2 AS 1.45 8 6.83 222. 105.
3 AS 3.13 9 5.8 291. 181.
4 AS 2.38 8 NA 314. 214.
5 AS 4.39 7 NA 613. 317.
6 AS 2.21 NA NA NA NA
7 AS 0.810 NA NA NA NA
8 AS 1.58 NA NA NA NA
9 AS 0.934 NA NA NA NA
10 BU 3.34 6 7.22 189. 74.9
# ... with 35 more rows
The NA
s stem from the fact that I have different sample sizes but had to get all the variables into one data.frame
. So I just binded all the columns of the different observations together.
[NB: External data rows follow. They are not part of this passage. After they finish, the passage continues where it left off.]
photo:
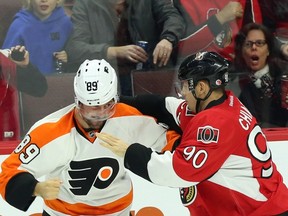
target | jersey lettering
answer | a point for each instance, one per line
(92, 86)
(245, 118)
(29, 153)
(188, 195)
(99, 173)
(199, 157)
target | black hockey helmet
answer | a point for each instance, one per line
(208, 66)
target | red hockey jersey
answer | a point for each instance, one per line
(222, 165)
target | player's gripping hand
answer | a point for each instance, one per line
(49, 189)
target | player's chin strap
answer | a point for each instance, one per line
(198, 100)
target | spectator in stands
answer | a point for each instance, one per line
(280, 9)
(255, 56)
(43, 28)
(22, 76)
(223, 164)
(212, 25)
(110, 29)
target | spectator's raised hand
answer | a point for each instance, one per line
(62, 55)
(48, 189)
(132, 53)
(21, 49)
(162, 52)
(231, 11)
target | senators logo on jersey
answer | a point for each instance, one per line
(207, 134)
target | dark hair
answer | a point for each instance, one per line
(280, 9)
(241, 37)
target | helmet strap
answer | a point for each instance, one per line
(198, 100)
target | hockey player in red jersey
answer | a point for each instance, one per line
(222, 165)
(81, 177)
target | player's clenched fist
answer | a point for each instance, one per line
(49, 189)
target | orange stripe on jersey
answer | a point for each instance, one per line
(83, 209)
(122, 109)
(171, 136)
(52, 130)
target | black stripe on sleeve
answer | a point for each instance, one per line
(136, 159)
(19, 191)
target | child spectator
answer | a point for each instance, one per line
(21, 76)
(43, 28)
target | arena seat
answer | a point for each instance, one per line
(60, 93)
(154, 82)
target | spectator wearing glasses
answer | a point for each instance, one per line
(260, 82)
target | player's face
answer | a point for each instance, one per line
(187, 95)
(43, 8)
(95, 115)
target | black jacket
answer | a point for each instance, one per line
(96, 22)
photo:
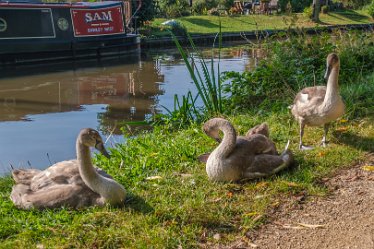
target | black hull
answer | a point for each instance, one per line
(33, 34)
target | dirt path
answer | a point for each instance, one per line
(344, 220)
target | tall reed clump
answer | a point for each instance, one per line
(205, 77)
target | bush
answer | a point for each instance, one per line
(371, 9)
(308, 12)
(146, 12)
(297, 62)
(201, 7)
(297, 5)
(174, 8)
(325, 9)
(356, 4)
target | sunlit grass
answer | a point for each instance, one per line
(183, 207)
(210, 24)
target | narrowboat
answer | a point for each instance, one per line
(33, 31)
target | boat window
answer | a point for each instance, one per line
(3, 25)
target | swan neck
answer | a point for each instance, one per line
(228, 143)
(332, 88)
(87, 171)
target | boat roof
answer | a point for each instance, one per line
(75, 4)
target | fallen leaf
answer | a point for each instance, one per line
(342, 129)
(310, 226)
(291, 184)
(275, 204)
(186, 175)
(321, 154)
(251, 214)
(368, 167)
(150, 178)
(217, 236)
(262, 184)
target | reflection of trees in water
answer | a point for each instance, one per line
(130, 91)
(137, 101)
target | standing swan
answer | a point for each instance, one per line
(238, 158)
(73, 183)
(320, 105)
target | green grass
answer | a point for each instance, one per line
(184, 207)
(210, 24)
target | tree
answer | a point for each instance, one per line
(316, 10)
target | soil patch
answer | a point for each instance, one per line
(344, 219)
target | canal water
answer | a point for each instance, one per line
(43, 107)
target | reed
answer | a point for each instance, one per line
(205, 77)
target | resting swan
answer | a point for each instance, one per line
(320, 105)
(238, 158)
(74, 183)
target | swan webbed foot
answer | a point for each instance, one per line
(324, 143)
(304, 147)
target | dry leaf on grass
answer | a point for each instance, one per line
(368, 167)
(311, 226)
(342, 129)
(150, 178)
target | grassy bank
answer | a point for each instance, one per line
(172, 203)
(210, 24)
(182, 207)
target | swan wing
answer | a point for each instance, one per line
(24, 176)
(54, 196)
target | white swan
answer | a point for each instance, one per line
(238, 158)
(320, 105)
(73, 183)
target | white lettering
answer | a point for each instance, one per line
(97, 16)
(88, 17)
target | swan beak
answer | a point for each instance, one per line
(100, 147)
(328, 71)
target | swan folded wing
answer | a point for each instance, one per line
(68, 195)
(59, 173)
(65, 172)
(24, 176)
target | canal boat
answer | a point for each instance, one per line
(35, 31)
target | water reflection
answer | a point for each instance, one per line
(59, 100)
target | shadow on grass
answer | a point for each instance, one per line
(356, 141)
(137, 204)
(202, 22)
(348, 14)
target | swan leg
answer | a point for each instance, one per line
(326, 130)
(301, 146)
(266, 165)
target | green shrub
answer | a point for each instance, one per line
(371, 9)
(201, 7)
(356, 4)
(297, 5)
(297, 62)
(308, 12)
(174, 8)
(325, 9)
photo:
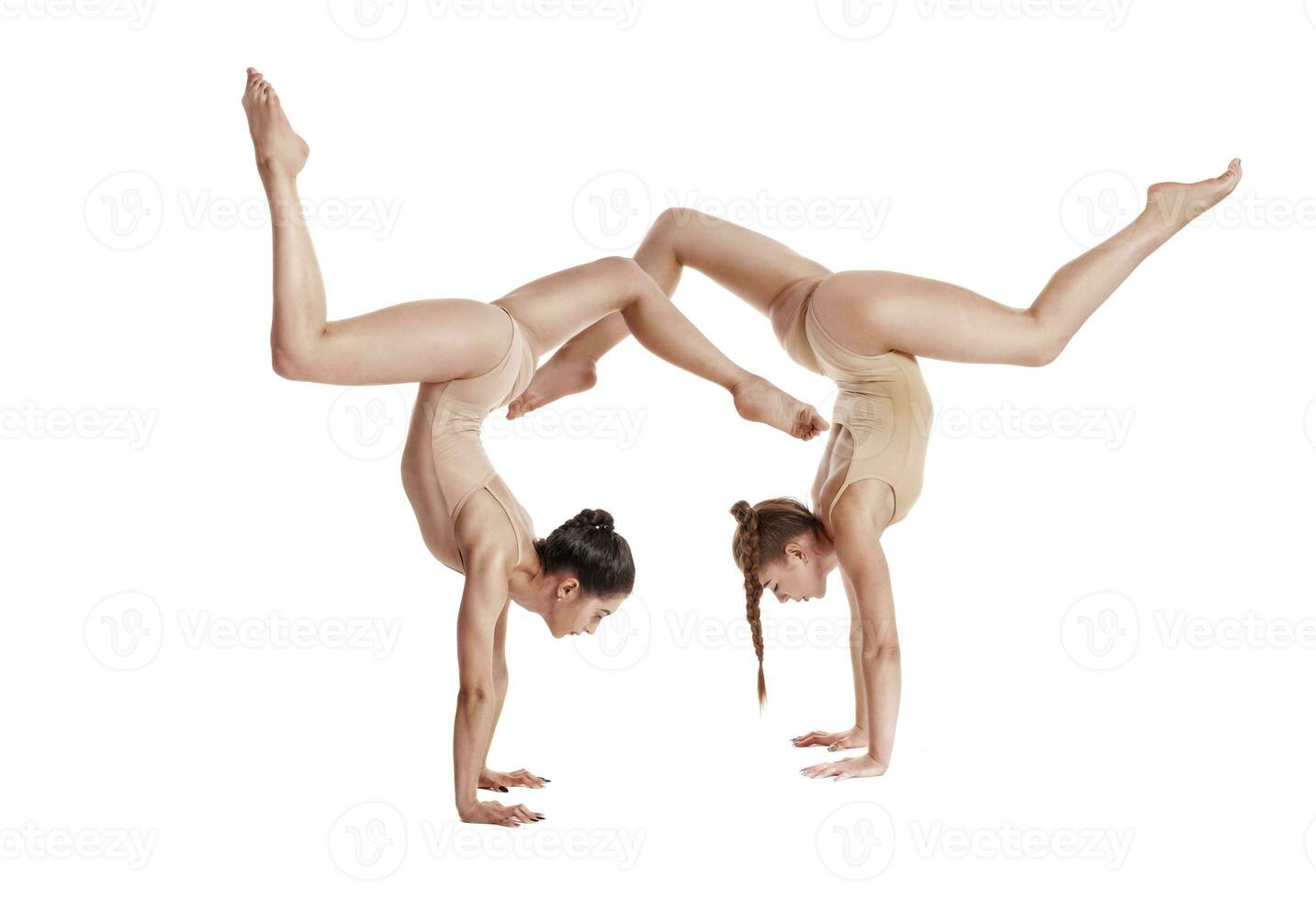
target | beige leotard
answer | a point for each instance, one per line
(445, 464)
(882, 413)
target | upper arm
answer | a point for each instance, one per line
(482, 619)
(863, 566)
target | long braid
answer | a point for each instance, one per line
(748, 556)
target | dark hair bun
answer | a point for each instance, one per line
(599, 519)
(587, 546)
(742, 512)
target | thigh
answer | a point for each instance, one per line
(751, 266)
(558, 307)
(420, 341)
(872, 312)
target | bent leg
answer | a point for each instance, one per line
(751, 266)
(932, 319)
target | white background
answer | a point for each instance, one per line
(473, 149)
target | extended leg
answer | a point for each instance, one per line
(887, 310)
(424, 341)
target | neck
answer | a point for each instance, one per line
(532, 591)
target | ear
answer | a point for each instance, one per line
(568, 589)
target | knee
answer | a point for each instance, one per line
(1042, 346)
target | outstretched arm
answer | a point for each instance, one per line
(485, 602)
(859, 522)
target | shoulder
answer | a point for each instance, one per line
(486, 537)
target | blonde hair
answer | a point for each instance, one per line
(762, 533)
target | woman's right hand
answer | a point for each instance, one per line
(489, 812)
(833, 741)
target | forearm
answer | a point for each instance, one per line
(860, 687)
(881, 669)
(499, 696)
(473, 730)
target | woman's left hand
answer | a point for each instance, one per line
(491, 781)
(862, 766)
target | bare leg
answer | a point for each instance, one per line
(424, 341)
(751, 266)
(558, 306)
(887, 310)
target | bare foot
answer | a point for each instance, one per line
(279, 152)
(1176, 204)
(555, 379)
(762, 401)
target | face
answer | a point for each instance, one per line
(575, 613)
(798, 575)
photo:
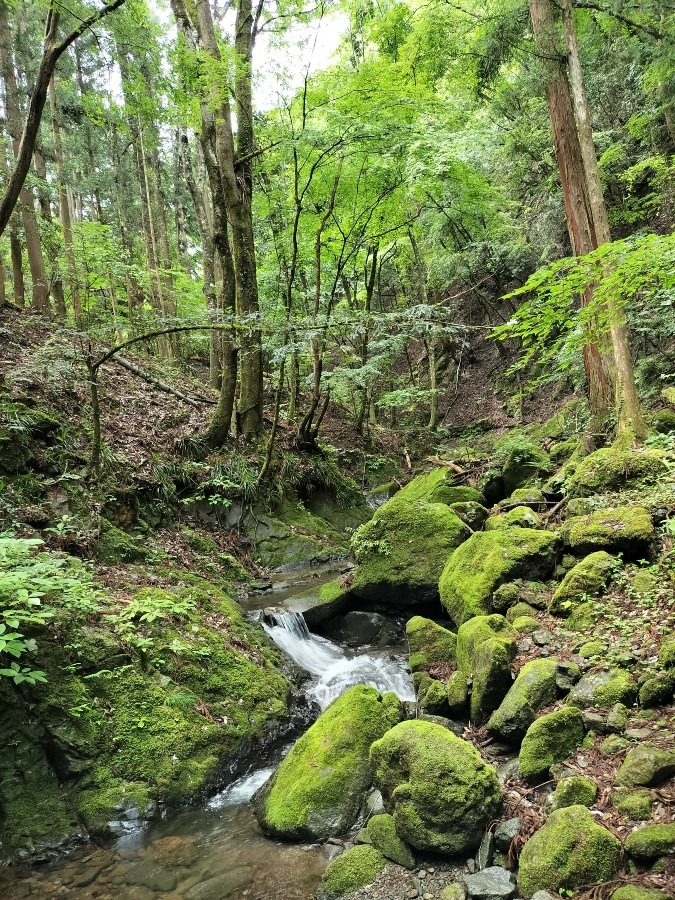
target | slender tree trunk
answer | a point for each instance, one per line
(626, 403)
(598, 359)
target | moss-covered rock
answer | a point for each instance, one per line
(568, 851)
(534, 688)
(637, 892)
(603, 687)
(471, 513)
(382, 834)
(611, 469)
(487, 560)
(524, 463)
(485, 650)
(646, 766)
(657, 691)
(401, 552)
(651, 841)
(550, 739)
(441, 793)
(429, 644)
(576, 790)
(588, 579)
(518, 517)
(351, 870)
(667, 653)
(635, 805)
(317, 790)
(627, 529)
(457, 692)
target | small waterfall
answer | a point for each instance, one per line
(335, 669)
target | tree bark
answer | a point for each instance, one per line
(626, 403)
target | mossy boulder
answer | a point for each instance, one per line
(382, 834)
(570, 850)
(612, 469)
(550, 739)
(603, 687)
(646, 766)
(534, 688)
(523, 464)
(351, 870)
(429, 644)
(518, 517)
(486, 648)
(626, 529)
(588, 579)
(401, 552)
(440, 792)
(667, 653)
(635, 805)
(664, 421)
(318, 789)
(576, 790)
(651, 841)
(487, 560)
(657, 691)
(471, 513)
(637, 892)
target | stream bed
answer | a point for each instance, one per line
(217, 851)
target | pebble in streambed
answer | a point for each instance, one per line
(424, 883)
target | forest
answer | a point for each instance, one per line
(337, 449)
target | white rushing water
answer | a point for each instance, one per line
(334, 668)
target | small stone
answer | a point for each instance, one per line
(505, 832)
(493, 883)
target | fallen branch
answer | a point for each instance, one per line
(155, 382)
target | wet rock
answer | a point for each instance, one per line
(505, 832)
(568, 851)
(493, 883)
(646, 766)
(445, 812)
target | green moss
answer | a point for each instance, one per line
(534, 688)
(635, 805)
(588, 579)
(403, 549)
(603, 687)
(657, 691)
(351, 870)
(577, 790)
(429, 644)
(318, 789)
(628, 529)
(382, 833)
(440, 791)
(651, 841)
(637, 892)
(471, 513)
(487, 560)
(115, 545)
(549, 740)
(583, 618)
(612, 469)
(518, 517)
(570, 850)
(525, 624)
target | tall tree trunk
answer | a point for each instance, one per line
(626, 403)
(598, 359)
(40, 290)
(64, 209)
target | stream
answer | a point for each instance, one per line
(217, 851)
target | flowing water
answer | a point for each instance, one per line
(217, 851)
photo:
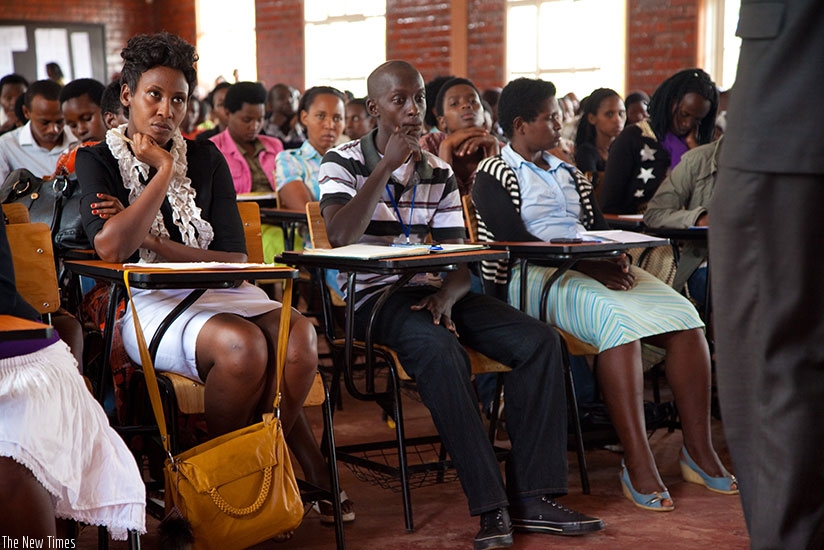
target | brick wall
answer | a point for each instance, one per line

This means, that the single observations of the various DVs are not tight together and the order within the tree species levels is totally arbitrary!
My analysis is pretty straightforward:
mano_mod = manova(cbind(pH, bark_mm, rugosity, whc, ret) ~ tree_species, data = manova_df)
> summary(mano_mod)
Df Pillai approx F num Df den Df Pr(>F)
tree_species 4 2.4207 3.372 20 44 0.0003836 ***
Residuals 12
---
Signif. codes: 0 ‘***’ 0.001 ‘**’ 0.01 ‘*’ 0.05 ‘.’ 0.1 ‘ ’ 1
Full Data Set:
structure(list(tree_species = structure(c(1L, 1L, 1L, 1L, 1L,
1L, 1L, 1L, 1L, 2L, 2L, 2L, 2L, 2L, 2L, 2L, 2L, 2L, 3L, 3L, 3L,
3L, 3L, 3L, 3L, 3L, 3L, 4L, 4L, 4L, 4L, 4L, 4L, 4L, 4L, 4L, 5L,
5L, 5L, 5L, 5L, 5L, 5L, 5L, 5L), .Label = c("AS", "BU", "CL",
"MB", "PR"), class = "factor"), rugosity = c(2.36, 1.45, 3.13,
2.38, 4.39, 2.21, 0.81, 1.58, 0.93, 3.34, 5.06, 0, 0.77, 12.64,
4.1, 0.8, 1.03, 0.84, 6.49, 9.09, 5.96, 5.32, 8.41, 15.29, 9.91,
7.65, 2.13, 9.43, 10.14, 13.24, 10.26, 9.81, 12.34, 17.23, 16.63,
8.82, 1.68, 0.7, 0.82, 2.43, 0, 0.76, 0.77, 0, 1), bark_mm = c(8L,
8L, 9L, 8L, 7L, NA, NA, NA, NA, 6L, 8L, 8L, 7L, 9L, NA, NA, NA,
NA, 9L, 9L, 8L, 10L, 9L, NA, NA, NA, NA, 5L, 9L, 9L, 8L, 4L,
NA, NA, NA, NA, 5L, 5L, 5L, 6L, NA, NA, NA, NA, NA), pH = c(6.49,
6.83, 5.8, NA, NA, NA, NA, NA, NA, 7.22, 7.11, 7.72, 7.29, NA,
NA, NA, NA, NA, 7.39, 7.18, 7.3, 7.3, NA, NA, NA, NA, NA, 6.76,
6.55, 6.24, NA, NA, NA, NA, NA, NA, 5.76, 6.59, 5.44, NA, NA,
NA, NA, NA, NA), whc = c(295.2, 222.4, 290.6, 314.3, 613.4, NA,
NA, NA, NA, 189.4, 248.2, 336.8, 330.1, 427.8, NA, NA, NA, NA,
236, 492.6, 549.3, 330.1, 370.7, NA, NA, NA, NA, 430, 142.2,
372.4, 260, 176.1, 680, 215, NA, NA, 333.8, 320.6, 282.4, 322.9,
576.7, NA, NA, NA, NA), ret = c(118.9, 104.9, 180.6, 214.5, 317.3,
NA, NA, NA, NA, 74.9, 95.7, 127.3, 150.1, 327.3, NA, NA, NA,
NA, 80.8, 176.7, 255.7, 142.6, 236.6, NA, NA, NA, NA, 148.4,
32.4, 244.2, 66.8, 76.4, 246.1, 73.6, NA, NA, 111.2, 151.3, 102.1,
200.6, 258.1, NA, NA, NA, NA)), class = c("tbl_df", "tbl", "data.frame"
), row.names = c(NA, -45L))
(If anything is unclear, please ask.)